Apple Highlights Young Developers Ahead of 2018 WWDC
Apple’s annual Worldwide Developer’s Conference is not just for seasoned developers – it’s now a big deal for teenagers who balance app development with homework, studying, and applying for college.
Alongside those developers who paid $1,599 USD for their place at Apple’s 2018 Worldwide Developers Conference are some 350 or so students who won scholarships to attend, reads a new report from TechCrunch.
Apple has created a scholarship opportunity in which younger developers are able to compete for a chance to attend WWDC for free, lodging included, by submitting their own applications. As part of the application, students had to build and submit an interactive Swift playground that could be experienced in a few minutes.
According to the report, more than 350 young people received WWDC scholarships, representing 42 countries and 32 languages in total. Additionally, those selected were treated to a trip to the Steve Jobs Theater, where they had a chance to meet Apple CEO Tim Cook, who later tweeted: “Nothing inspires us more than fresh ideas.”
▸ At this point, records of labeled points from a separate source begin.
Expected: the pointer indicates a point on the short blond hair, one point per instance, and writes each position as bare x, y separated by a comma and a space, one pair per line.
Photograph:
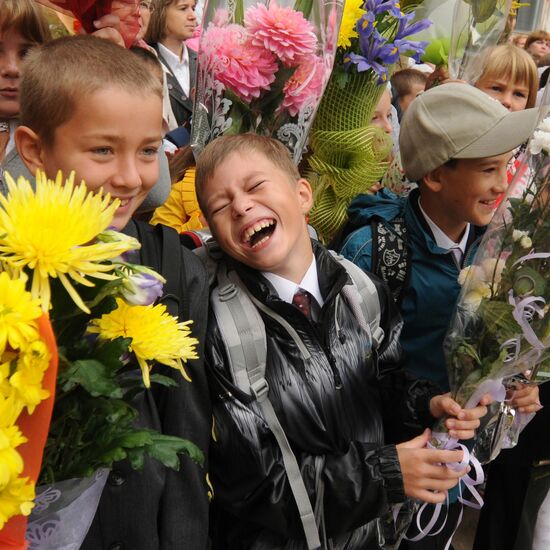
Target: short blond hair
512, 64
69, 69
156, 30
27, 18
219, 149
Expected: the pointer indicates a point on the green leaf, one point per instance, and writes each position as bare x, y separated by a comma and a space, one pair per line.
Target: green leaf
163, 380
95, 377
166, 448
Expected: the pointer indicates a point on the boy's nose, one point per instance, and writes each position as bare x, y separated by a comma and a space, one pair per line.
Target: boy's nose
128, 176
240, 206
506, 100
11, 67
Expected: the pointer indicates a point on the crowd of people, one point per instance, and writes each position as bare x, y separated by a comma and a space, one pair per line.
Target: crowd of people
317, 382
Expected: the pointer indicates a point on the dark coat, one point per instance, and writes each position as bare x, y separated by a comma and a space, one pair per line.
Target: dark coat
334, 408
182, 105
158, 508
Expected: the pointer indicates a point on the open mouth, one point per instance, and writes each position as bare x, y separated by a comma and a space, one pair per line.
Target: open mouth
259, 232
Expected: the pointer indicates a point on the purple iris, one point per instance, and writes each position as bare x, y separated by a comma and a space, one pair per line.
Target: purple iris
411, 48
376, 7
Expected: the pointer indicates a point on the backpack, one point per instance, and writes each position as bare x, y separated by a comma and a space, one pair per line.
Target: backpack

— Tim Cook (@tim_cook) June 4, 2018
“This is my third year at WWDC,” Nathan Flurry, 19, told TechCrunch. “I grew up in a very rural community and I rarely ever left the town, so WWDC was like the first time I got to meet people who cared about the same thing I did.” Flurry built a visual programming language powered by Apple Pencil interactions as for his application.
So… I built a rudimentary visual programming language that assembles to Swift and lets you create everything entirely with an Apple Pencil using #OCR + #CoreML. I highly suggest you check out the playground and then the standalone app! https://t.co/gaphvyNIWp pic.twitter.com/uzm4cIF5t8
— Nathan Flurry @ WWDC (@NathanFlurry) April 1, 2018
Joseph Lou, 16, submitted a project that aimed to recreate the system through which the late Stephen Hawking communicated. “The app that I built for this scholarship was actually my first app and it was also my first time working with Swift,” Lou said.
Though Apple’s put on the scholarship program for years, this year’s WWDC comes at a crucial moment for the tech industry, which is grappling with issues like privacy and wellbeing. At WWDC, Apple is expected to follow Google and other companies with features dedicated to reducing the addictive properties of our iPhones, for example.